Informasi yang diperoleh dari tenaga kesehatan menyebutkan bahwa beberapa warga yang menjalani pemeriksaan di rumah sakit didiagnosis mengalami gejala gangguan lambung. Penanganan medis yang diberikan berupa pengobatan jalan, tanpa adanya keterangan yang menyatakan pasien mengalami keracunan makanan.
Sementara itu, pihak Puskesmas juga disebut belum menemukan fakta medis yang menyimpulkan bahwa keluhan kesehatan warga merupakan akibat mengonsumsi makanan pada acara hajatan tersebut.
Penelusuran tim media di lapangan juga menemukan bahwa tidak seluruh tamu yang mengonsumsi hidangan catering mengalami keluhan kesehatan. Sejumlah warga yang turut menikmati makanan dalam acara tersebut mengaku tetap dalam kondisi sehat.
Salah satunya adalah Haji Kusnin, yang menyatakan dirinya ikut menyantap hidangan hajatan, namun tidak mengalami gejala yang mengarah pada keracunan makanan. Keterangan serupa juga disampaikan warga lainnya yang mengaku tidak mengalami gangguan kesehatan setelah menghadiri acara tersebut.
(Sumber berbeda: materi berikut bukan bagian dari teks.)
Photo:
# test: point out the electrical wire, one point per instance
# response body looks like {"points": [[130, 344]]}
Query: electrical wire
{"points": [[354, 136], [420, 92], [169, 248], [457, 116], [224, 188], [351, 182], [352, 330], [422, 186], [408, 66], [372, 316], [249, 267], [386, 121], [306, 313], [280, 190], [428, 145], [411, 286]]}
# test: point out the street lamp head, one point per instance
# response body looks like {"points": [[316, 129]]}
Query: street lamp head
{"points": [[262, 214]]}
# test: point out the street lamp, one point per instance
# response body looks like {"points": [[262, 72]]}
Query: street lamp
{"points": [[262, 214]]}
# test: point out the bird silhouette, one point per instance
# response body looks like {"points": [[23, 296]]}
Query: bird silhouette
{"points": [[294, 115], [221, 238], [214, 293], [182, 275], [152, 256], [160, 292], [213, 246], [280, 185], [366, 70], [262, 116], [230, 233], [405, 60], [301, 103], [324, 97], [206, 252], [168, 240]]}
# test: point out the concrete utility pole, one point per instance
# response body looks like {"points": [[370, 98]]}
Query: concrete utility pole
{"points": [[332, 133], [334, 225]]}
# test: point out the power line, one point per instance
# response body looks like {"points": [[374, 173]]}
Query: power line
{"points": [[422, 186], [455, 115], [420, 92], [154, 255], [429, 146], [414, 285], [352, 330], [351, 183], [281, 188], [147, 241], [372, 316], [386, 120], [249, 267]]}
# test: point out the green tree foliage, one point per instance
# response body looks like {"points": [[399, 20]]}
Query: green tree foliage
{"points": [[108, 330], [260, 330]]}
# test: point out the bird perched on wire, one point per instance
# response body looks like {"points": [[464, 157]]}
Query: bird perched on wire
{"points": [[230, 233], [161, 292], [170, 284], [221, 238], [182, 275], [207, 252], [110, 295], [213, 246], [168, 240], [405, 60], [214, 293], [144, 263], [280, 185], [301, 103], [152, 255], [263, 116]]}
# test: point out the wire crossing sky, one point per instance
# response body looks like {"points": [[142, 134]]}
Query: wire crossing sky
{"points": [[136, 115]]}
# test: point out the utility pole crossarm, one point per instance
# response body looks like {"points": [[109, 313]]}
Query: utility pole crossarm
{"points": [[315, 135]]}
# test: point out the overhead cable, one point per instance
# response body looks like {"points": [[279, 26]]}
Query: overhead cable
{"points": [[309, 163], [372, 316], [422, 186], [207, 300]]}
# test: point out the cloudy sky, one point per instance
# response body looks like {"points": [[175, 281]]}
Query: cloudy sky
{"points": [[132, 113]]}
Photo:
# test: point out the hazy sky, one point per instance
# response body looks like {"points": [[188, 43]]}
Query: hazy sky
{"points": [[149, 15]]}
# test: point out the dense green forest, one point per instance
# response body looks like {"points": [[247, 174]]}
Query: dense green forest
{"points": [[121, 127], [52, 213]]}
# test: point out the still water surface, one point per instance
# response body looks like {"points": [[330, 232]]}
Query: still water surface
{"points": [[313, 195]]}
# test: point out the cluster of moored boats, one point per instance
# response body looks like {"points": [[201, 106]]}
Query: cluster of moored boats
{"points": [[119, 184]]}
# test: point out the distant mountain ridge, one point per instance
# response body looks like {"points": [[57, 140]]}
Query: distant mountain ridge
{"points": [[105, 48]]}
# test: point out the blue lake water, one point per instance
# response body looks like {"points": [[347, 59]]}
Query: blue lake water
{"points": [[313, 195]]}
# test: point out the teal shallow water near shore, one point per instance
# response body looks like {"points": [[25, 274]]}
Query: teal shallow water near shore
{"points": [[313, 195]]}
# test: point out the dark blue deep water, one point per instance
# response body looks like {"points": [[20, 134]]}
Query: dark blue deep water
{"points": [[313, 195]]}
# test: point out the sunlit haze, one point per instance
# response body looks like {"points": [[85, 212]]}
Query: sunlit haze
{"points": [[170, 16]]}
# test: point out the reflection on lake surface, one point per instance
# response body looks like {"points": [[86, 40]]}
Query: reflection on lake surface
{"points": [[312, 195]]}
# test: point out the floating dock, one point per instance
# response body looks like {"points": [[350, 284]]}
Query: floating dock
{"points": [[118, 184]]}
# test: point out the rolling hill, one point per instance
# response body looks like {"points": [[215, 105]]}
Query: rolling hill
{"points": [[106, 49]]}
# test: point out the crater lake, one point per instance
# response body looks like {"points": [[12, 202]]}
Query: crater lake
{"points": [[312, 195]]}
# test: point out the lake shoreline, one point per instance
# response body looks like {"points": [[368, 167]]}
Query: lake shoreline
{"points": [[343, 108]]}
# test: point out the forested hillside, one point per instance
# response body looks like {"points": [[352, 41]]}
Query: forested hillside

Di sisi lain, Pemerintah Desa Tlogosari mengimbau masyarakat agar tidak terburu-buru menarik kesimpulan sebelum adanya hasil pemeriksaan resmi dari instansi yang berwenang.
Ahmad Sukandar, Kaur Umum Desa Tlogosari, yang ditemui di kediamannya didampingi Kepala Dusun Ahmad Thoifurrohim, mengingatkan pentingnya menyampaikan informasi berdasarkan fakta yang telah terverifikasi.
"Kami mengimbau seluruh masyarakat agar tidak membuat ataupun menyebarkan narasi yang belum didukung fakta dan hasil pemeriksaan resmi. Jangan sampai informasi yang belum terverifikasi berkembang menjadi opini yang menyesatkan dan meresahkan masyarakat. Mari kita menunggu penjelasan dari instansi yang berwenang agar informasi yang diterima publik benar-benar akurat," tegas Ahmad Sukandar.
Hingga berita ini diterbitkan, belum ada pernyataan resmi dari aparat kepolisian maupun instansi kesehatan yang menyatakan telah terjadi keracunan makanan dalam peristiwa tersebut. Tim media masih menunggu hasil penyelidikan serta keterangan resmi dari pihak berwenang guna memastikan penyebab pasti gangguan kesehatan yang dialami sejumlah warga.